El hotel era una porquería y el barrio inquietante, pero la habitación resultaba barata y Daniel necesitaba que los 200 euros prestados por su hermana duraran muchísimo. Al bajar del tren incluso había sopesado la posibilidad de pasar la noche en la estación, pero decidió que la cita de la mañana siguiente era demasiado importante para él y que convenía ir descansado. Así que se pateó el viejo centro de la ciudad y encontró un tugurio por 15 euros. Al abrir su cuarto salieron a la carrera tres despavoridas cucarachas.

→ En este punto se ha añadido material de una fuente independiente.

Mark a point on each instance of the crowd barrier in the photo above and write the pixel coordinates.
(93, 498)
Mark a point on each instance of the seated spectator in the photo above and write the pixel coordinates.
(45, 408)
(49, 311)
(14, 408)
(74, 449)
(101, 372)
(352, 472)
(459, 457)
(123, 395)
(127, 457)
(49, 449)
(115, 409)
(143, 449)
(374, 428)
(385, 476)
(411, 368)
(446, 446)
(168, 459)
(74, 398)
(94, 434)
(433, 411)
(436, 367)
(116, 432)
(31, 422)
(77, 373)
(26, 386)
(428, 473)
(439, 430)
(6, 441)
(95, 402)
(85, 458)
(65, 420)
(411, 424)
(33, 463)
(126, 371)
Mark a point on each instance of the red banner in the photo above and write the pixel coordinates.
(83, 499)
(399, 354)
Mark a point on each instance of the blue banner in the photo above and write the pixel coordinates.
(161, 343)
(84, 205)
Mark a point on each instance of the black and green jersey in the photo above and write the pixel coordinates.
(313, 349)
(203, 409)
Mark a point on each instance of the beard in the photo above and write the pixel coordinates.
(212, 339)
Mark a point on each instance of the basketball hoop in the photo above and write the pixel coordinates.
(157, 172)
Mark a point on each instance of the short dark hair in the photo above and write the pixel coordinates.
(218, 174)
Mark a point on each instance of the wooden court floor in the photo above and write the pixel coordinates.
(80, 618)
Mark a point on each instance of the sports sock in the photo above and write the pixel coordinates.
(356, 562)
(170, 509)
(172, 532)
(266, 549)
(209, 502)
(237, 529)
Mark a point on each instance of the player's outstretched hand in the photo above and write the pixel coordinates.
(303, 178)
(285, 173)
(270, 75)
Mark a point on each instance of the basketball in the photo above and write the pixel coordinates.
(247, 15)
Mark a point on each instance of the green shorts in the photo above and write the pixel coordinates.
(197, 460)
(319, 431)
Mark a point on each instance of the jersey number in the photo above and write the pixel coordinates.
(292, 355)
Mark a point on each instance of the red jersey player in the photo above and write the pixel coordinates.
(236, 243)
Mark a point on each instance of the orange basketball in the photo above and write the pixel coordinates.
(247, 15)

Las calles estaban vacías. Pese a ser las siete de la tarde, el asfalto despedía un aliento abrasador. ¿Cómo se las arreglaría la gente para aguantar el verano en esa ciudad achicharrada? Se limpió el sudor de la frente con la mano y al hacerlo le llegó una vaharada del hedor de su axila. Al día siguiente se pondría el traje. Esperaba caber dentro, porque no lo usaba desde hacía mucho tiempo. Un tiempo asqueroso de pena y mala suerte que le había ido arrebatando cuanto tenía: su trabajo de representante de bisutería, su mujer, su casa. Lo había perdido todo menos la creciente barriga. Vivir era escribir en el agua.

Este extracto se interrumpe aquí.